Bu sebepler, Endülüs'ü tarım ve bahçecilikte özgün bir kültür üretmeye itmiş, neticesinde de seyredene küşayiş veren setli ve teraslı bahçelere imkân vermiştir. Türk bahçesi ise Türk minyatürü gibi sadelik ve incelik taraftarıdır.
Kâğıda nakşedilen mutedil ve mütevazı mizaç bahçe inşa ederken de hâkim unsur olarak göze çarpar. Serbestçe dağılmış ağaçların arasındaki kahvehane, çeşme ve namazgâh, oraya hava almaya gelenlerin ihtiyaçlarını karşılar niteliktedir.
“çiçeklenmeyle solmayı birlikte kavrarız biz”
İslam coğrafyasında hâl böyleyken gelin bir de Garp cephesine bakalım. Modernizmle birlikte insanın doğaya karşı galibiyetinin temsili olarak aşırı sistemli, geometrik biçimli ve muntazam bahçelerinin en mükemmel örneği XIV. Louis'in Versailles Sarayı'nın bahçesidir. Avrupa'nın geçirdiği bir diğer evre ise, grotesk ve romantik sanat anlayışıyla inşa edilen büyük park ve bahçelerdir. İnsanı içine alarak kendini küçük hissettiren devasa ağaçlar, ferahlık değil de haşyet ve korku vermek üzere kurgulanmış kıvrılan yollar, zorlu patikalar, grotesk süslemeli mimari unsurlar ve yapay göllerle kendini gösteren bu parklar, içinde bir ikilemi gizler: İnsan eliyle üretilmiş bir doğa, doğala öykünen zorlama bir vahşilik, romantizmin insan-Tanrı geriliminin de bir göstergesidir.
Modernizm açıkça Tanrı'yı karşısına alarak kendini merkeze koyarken; romantizm Tanrı'ya ve doğaya geri dönüşü savlar.
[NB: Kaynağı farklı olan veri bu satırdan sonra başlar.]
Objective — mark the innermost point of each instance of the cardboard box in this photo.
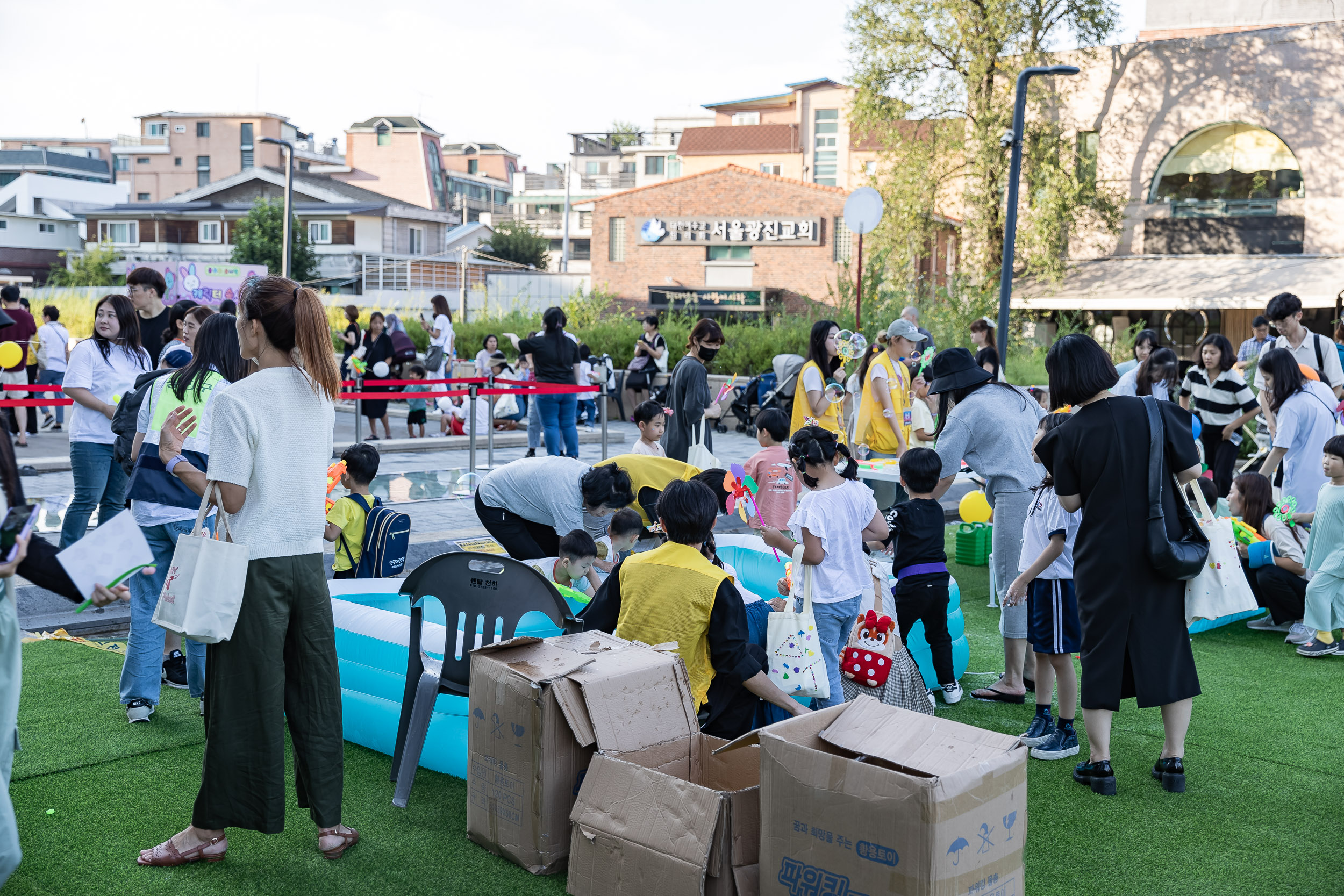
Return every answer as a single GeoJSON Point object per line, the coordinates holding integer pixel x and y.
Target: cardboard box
{"type": "Point", "coordinates": [864, 798]}
{"type": "Point", "coordinates": [538, 711]}
{"type": "Point", "coordinates": [673, 820]}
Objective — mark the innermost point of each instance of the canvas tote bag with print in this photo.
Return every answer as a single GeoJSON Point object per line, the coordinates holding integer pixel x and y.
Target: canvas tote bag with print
{"type": "Point", "coordinates": [793, 647]}
{"type": "Point", "coordinates": [1221, 589]}
{"type": "Point", "coordinates": [203, 590]}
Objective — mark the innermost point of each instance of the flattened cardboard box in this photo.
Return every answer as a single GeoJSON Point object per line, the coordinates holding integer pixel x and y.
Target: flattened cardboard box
{"type": "Point", "coordinates": [538, 711]}
{"type": "Point", "coordinates": [864, 798]}
{"type": "Point", "coordinates": [671, 820]}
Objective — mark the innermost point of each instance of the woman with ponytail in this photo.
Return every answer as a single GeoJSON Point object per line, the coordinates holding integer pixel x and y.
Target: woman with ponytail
{"type": "Point", "coordinates": [832, 521]}
{"type": "Point", "coordinates": [270, 442]}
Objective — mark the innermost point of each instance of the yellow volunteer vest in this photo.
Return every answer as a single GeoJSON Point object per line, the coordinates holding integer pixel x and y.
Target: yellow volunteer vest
{"type": "Point", "coordinates": [667, 594]}
{"type": "Point", "coordinates": [651, 473]}
{"type": "Point", "coordinates": [830, 420]}
{"type": "Point", "coordinates": [871, 426]}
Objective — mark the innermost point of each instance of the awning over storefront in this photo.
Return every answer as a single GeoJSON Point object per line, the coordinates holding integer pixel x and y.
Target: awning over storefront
{"type": "Point", "coordinates": [1156, 283]}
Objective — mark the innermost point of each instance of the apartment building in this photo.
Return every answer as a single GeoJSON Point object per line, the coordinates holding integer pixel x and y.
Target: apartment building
{"type": "Point", "coordinates": [178, 151]}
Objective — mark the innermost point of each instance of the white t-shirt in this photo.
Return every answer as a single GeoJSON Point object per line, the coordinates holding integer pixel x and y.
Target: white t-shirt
{"type": "Point", "coordinates": [105, 379]}
{"type": "Point", "coordinates": [272, 433]}
{"type": "Point", "coordinates": [837, 516]}
{"type": "Point", "coordinates": [148, 512]}
{"type": "Point", "coordinates": [1045, 518]}
{"type": "Point", "coordinates": [52, 346]}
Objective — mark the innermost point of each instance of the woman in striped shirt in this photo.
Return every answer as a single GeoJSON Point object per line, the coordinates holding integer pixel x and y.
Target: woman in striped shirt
{"type": "Point", "coordinates": [1218, 394]}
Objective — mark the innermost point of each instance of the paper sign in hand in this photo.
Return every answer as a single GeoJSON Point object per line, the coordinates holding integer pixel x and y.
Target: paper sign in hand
{"type": "Point", "coordinates": [108, 555]}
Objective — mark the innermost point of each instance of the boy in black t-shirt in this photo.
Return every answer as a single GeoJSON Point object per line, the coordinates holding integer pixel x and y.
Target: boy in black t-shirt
{"type": "Point", "coordinates": [921, 563]}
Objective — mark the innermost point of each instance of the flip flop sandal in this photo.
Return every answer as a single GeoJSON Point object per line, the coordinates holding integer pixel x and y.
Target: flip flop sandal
{"type": "Point", "coordinates": [166, 855]}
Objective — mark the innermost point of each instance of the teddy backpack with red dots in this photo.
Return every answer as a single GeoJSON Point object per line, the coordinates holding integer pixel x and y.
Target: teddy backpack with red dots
{"type": "Point", "coordinates": [867, 656]}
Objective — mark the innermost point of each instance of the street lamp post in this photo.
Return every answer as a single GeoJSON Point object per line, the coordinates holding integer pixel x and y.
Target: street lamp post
{"type": "Point", "coordinates": [287, 241]}
{"type": "Point", "coordinates": [1014, 140]}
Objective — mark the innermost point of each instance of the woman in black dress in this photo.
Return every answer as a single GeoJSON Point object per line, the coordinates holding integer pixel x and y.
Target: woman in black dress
{"type": "Point", "coordinates": [689, 393]}
{"type": "Point", "coordinates": [1133, 618]}
{"type": "Point", "coordinates": [378, 348]}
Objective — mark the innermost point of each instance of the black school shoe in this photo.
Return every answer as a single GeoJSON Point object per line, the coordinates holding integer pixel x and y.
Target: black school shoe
{"type": "Point", "coordinates": [1098, 776]}
{"type": "Point", "coordinates": [1173, 774]}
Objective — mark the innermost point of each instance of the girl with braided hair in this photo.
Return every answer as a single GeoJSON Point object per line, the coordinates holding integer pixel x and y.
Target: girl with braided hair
{"type": "Point", "coordinates": [832, 521]}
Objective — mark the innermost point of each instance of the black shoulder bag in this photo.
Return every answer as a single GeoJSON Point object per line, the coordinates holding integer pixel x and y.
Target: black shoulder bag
{"type": "Point", "coordinates": [1186, 556]}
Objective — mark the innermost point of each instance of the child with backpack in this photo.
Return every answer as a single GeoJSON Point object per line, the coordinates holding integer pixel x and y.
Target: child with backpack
{"type": "Point", "coordinates": [371, 540]}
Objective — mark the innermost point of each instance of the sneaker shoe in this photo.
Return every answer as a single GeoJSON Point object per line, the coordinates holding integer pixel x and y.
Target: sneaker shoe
{"type": "Point", "coordinates": [175, 671]}
{"type": "Point", "coordinates": [139, 711]}
{"type": "Point", "coordinates": [1318, 649]}
{"type": "Point", "coordinates": [1267, 623]}
{"type": "Point", "coordinates": [1062, 742]}
{"type": "Point", "coordinates": [1300, 634]}
{"type": "Point", "coordinates": [1039, 731]}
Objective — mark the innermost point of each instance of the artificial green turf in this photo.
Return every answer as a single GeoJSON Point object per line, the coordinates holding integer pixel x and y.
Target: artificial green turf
{"type": "Point", "coordinates": [1259, 817]}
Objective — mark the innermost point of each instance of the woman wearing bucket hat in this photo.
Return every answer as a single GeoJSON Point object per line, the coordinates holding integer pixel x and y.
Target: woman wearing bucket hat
{"type": "Point", "coordinates": [991, 426]}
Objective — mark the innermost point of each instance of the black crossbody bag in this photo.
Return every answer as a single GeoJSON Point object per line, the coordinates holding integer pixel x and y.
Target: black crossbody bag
{"type": "Point", "coordinates": [1186, 556]}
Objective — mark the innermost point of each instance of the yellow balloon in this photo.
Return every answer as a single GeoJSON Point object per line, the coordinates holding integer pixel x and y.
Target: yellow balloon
{"type": "Point", "coordinates": [975, 508]}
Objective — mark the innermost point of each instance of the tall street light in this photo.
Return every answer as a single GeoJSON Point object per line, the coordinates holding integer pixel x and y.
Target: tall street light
{"type": "Point", "coordinates": [289, 203]}
{"type": "Point", "coordinates": [1014, 140]}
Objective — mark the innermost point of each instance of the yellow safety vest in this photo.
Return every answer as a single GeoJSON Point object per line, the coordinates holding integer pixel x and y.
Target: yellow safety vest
{"type": "Point", "coordinates": [871, 428]}
{"type": "Point", "coordinates": [667, 594]}
{"type": "Point", "coordinates": [828, 420]}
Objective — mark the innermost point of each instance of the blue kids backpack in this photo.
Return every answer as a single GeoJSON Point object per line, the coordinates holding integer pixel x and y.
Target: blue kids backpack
{"type": "Point", "coordinates": [388, 535]}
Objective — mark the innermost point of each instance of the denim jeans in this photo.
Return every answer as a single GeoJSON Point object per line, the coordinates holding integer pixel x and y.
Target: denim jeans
{"type": "Point", "coordinates": [558, 421]}
{"type": "Point", "coordinates": [100, 483]}
{"type": "Point", "coordinates": [49, 378]}
{"type": "Point", "coordinates": [143, 666]}
{"type": "Point", "coordinates": [834, 625]}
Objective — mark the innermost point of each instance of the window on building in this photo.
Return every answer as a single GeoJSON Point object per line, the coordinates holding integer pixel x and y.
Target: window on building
{"type": "Point", "coordinates": [843, 242]}
{"type": "Point", "coordinates": [1088, 141]}
{"type": "Point", "coordinates": [119, 233]}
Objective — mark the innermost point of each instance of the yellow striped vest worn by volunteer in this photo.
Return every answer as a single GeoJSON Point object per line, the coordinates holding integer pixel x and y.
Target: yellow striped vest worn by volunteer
{"type": "Point", "coordinates": [667, 594]}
Fakat modernist format bir kez atıldığı ve insanın kendine bakışı değiştiğinden, Tanrılaştırılmış ve doğalaştırılmış bir kendilik söz konusudur artık. Bu dönüşüm, 19. yüzyılın sonlarında Avrupa'dan bahçıvanlar getirtilmesiyle bizde de başlar. Osmanlı'nın son döneminde İstanbul bahçeleri de gitgide natüralistik bir havaya bürünmüştür.
Natüralistik bahçe kavramı kulağa tuhaf gelebilir elbet, burada kasıt, bahçelerin terbiye edilmiş bir yabaniliğe büründürülmesidir. Nitekim Türk üslubu esasen parkları biraz işlenmiş doğa parçaları olarak görür ve tabiatın karakteristiğini bozmamaya özen gösterirken, Avrupa'dan gelen bahçıvanlar bu sadeliği bozar, tabiatı zorla terbiye eden bir estetiğe meyleder.
“duy gülün tesbih sesini”
Osmanlı'da evler bahçesiz olmaz, bostanlar, mîrî bahçeler gündelik hayatın birer parçasıdır. Bu iç bahçelerin temel özelliği, suyun nakli için kanallı bir yapı oluşturmak üzere kare veya dikdörtgen biçimli olması, su ve çiçek unsurlarının ahenkli bir bütün oluşturmasıdır.
İran ve Hint bahçelerinin temelinde birbirini kesen iki su aksının oluşturduğu dört bahçe ve ortalarında bulunan havuz, mimari bir çözüm olarak Osmanlı coğrafyasındaki iç bahçelerde de kullanılmıştır. Su kanallarının geniş tutulmasıyla suyun üzerindeki dalgalanmalar ve ışık oyunları, ortadaki fıskıyeli havuzun âsûde sesiyle Türk zevkinde karşılık bulur.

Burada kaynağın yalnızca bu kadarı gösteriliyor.